The historic distribution of the Bachman's Warbler cannot be reconstructed. The breeding range may have covered a far greater area than the few locations recorded in the 19th and 20th Centuries. Reportedly, it bred in northeastern Arkansas, southeastern Missouri, southwestern Kentucky, central Alabama, and southeastern South Carolina. It occurred with some regularity on the southern Atlantic and Gulf coastal plains, with inland extensions up the flood plains of major rivers. The confirmed wintering range covered Cuba and the Isle of Pines. Migration was recorded along the Gulf Coast and through the Florida Keys and Bahama Islands.
Bachman's may have bred in the drier parts of bottomland swamps, higher in the floodplain. Dominant trees in this habitat include sweetbay magnolia, swamp tupelo, sweetgum, blackgum, water oak, willow oak, and red maple. One theory is that this warbler needed openings in the forest canopy, which allowed thickets of blackberry, cane, and palmetto to emerge. Other ecologists argue that it used mature bottomland and some upland forests. Winter and migratory habitats may have been open to most forest types general, but lowland forests were probably used the most.

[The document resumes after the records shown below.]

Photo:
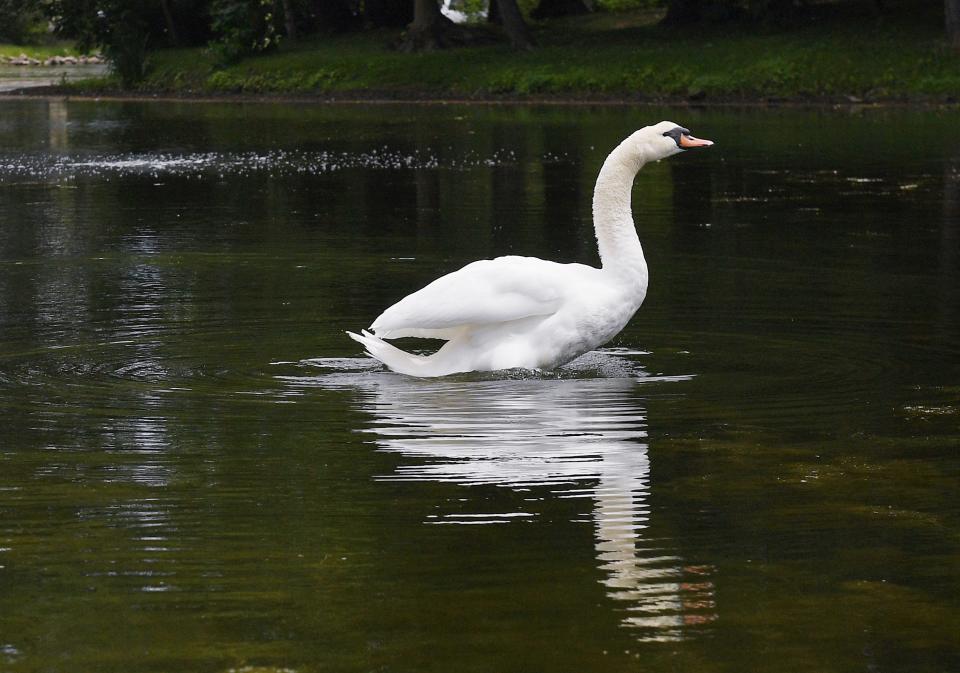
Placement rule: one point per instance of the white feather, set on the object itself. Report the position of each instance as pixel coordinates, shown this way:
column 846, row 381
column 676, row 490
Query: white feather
column 526, row 312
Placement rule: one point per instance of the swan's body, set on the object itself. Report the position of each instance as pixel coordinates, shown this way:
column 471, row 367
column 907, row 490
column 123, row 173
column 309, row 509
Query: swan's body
column 526, row 312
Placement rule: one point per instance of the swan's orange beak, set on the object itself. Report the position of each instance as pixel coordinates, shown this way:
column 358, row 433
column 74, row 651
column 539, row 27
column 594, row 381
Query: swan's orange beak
column 688, row 141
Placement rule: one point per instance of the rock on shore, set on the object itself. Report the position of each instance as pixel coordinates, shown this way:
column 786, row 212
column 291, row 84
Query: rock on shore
column 23, row 59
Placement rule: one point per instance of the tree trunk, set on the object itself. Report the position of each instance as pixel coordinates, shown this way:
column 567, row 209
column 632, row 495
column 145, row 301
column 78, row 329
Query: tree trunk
column 430, row 29
column 952, row 11
column 289, row 21
column 168, row 19
column 493, row 13
column 514, row 26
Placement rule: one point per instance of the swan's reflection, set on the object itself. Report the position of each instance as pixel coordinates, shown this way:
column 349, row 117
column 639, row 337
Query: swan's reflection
column 575, row 438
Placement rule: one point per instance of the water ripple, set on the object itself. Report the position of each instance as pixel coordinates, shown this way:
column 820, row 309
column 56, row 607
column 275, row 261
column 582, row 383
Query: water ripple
column 223, row 164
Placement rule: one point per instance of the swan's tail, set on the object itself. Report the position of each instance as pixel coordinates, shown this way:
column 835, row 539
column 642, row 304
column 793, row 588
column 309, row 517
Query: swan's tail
column 396, row 359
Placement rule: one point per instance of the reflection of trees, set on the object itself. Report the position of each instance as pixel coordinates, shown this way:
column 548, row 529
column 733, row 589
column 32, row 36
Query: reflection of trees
column 950, row 248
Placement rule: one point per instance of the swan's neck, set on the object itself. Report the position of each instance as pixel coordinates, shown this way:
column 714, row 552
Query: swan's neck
column 620, row 249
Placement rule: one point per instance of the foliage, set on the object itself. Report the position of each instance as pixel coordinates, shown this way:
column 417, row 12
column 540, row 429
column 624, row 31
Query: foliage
column 243, row 28
column 604, row 55
column 121, row 28
column 21, row 21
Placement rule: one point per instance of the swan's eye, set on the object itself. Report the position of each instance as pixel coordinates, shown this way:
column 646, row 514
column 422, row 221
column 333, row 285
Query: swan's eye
column 677, row 133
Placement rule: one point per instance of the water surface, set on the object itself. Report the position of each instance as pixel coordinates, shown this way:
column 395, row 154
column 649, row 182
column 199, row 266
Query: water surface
column 200, row 472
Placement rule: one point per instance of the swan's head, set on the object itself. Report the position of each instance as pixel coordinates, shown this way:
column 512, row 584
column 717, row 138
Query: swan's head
column 664, row 140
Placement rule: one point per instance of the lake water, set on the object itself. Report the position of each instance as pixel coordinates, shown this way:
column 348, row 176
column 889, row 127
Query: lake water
column 17, row 77
column 200, row 472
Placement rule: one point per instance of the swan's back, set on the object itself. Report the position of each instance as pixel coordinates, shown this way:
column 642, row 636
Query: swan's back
column 483, row 293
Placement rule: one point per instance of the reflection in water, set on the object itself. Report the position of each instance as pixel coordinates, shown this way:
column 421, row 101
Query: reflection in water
column 575, row 438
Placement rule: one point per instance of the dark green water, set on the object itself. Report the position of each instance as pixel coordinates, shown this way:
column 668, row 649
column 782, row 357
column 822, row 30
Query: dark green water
column 199, row 472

It probably consumed insects and arthropods most often, but fruits, flowers, and other vegetation may have supplemented the diet on the wintering range. Bachman's Warbler probably foraged in understory thickets by probing leaves and bark with its curved bill and plucking insects from plants. The only specific foods that have been identified are caterpillars and spiders.

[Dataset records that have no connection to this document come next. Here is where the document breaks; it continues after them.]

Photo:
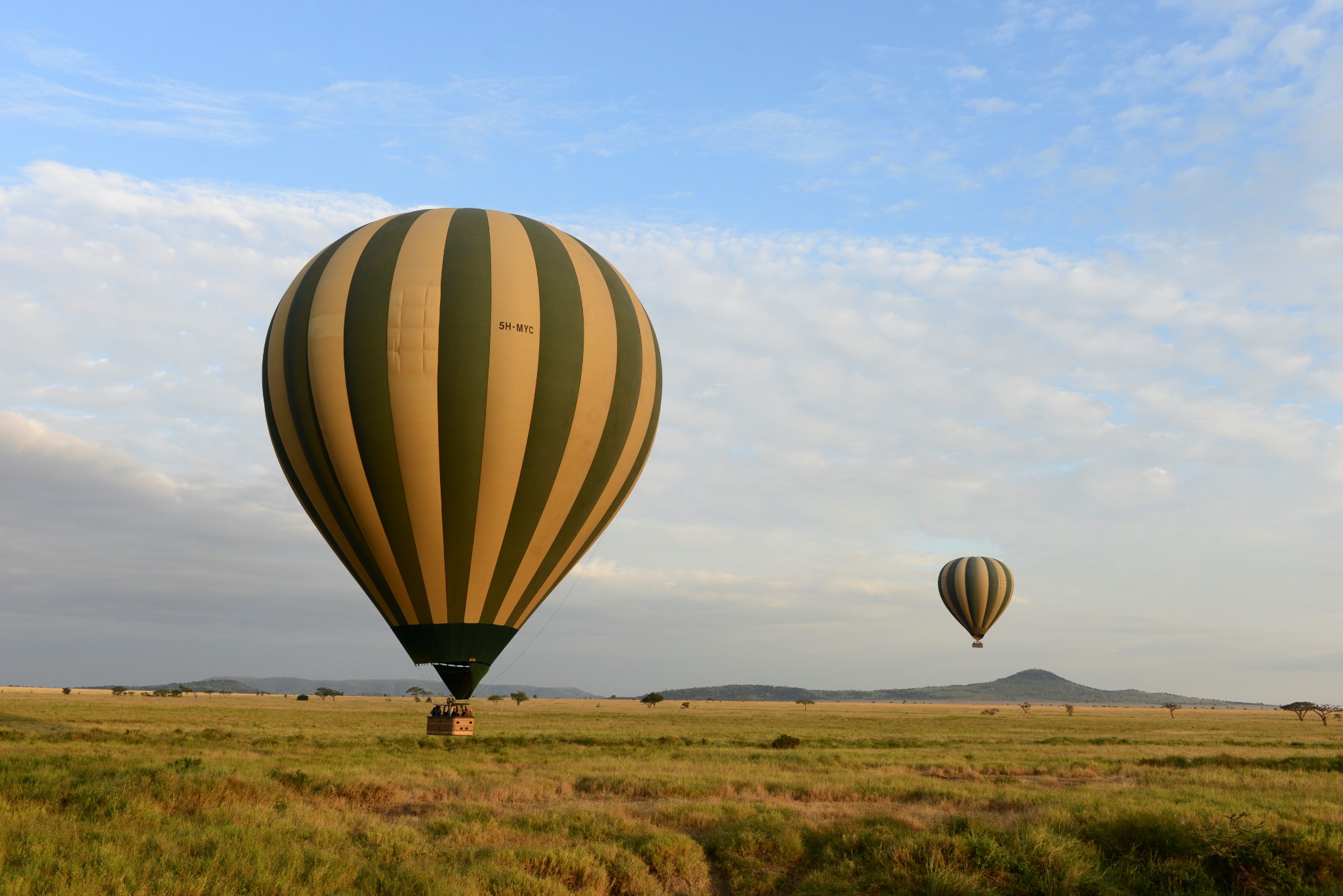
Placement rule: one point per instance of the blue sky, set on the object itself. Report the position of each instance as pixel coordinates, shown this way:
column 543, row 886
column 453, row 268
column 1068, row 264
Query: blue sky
column 1053, row 281
column 1022, row 123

Over a hundred years ago, just a few observations were made of its breeding biology.
About 2 feet above the ground, the nests were hung from shrubs and were entirely hidden by the shrub's spring growth. Holding 3-5 clean white eggs, the nests were made of cane, Spanish moss, lichen, dried grass, and dead leaves. Apparently, both parents fed the young. The only two fledglings ever observed were killed and collected by an ornithologist.
Few data and observations exist. Bachman's Warbler appears have been an early spring migrant and reached Florida in late February. It also migrated early in the fall, when most observations were made in Florida between July and August. Migration probably occurred at night.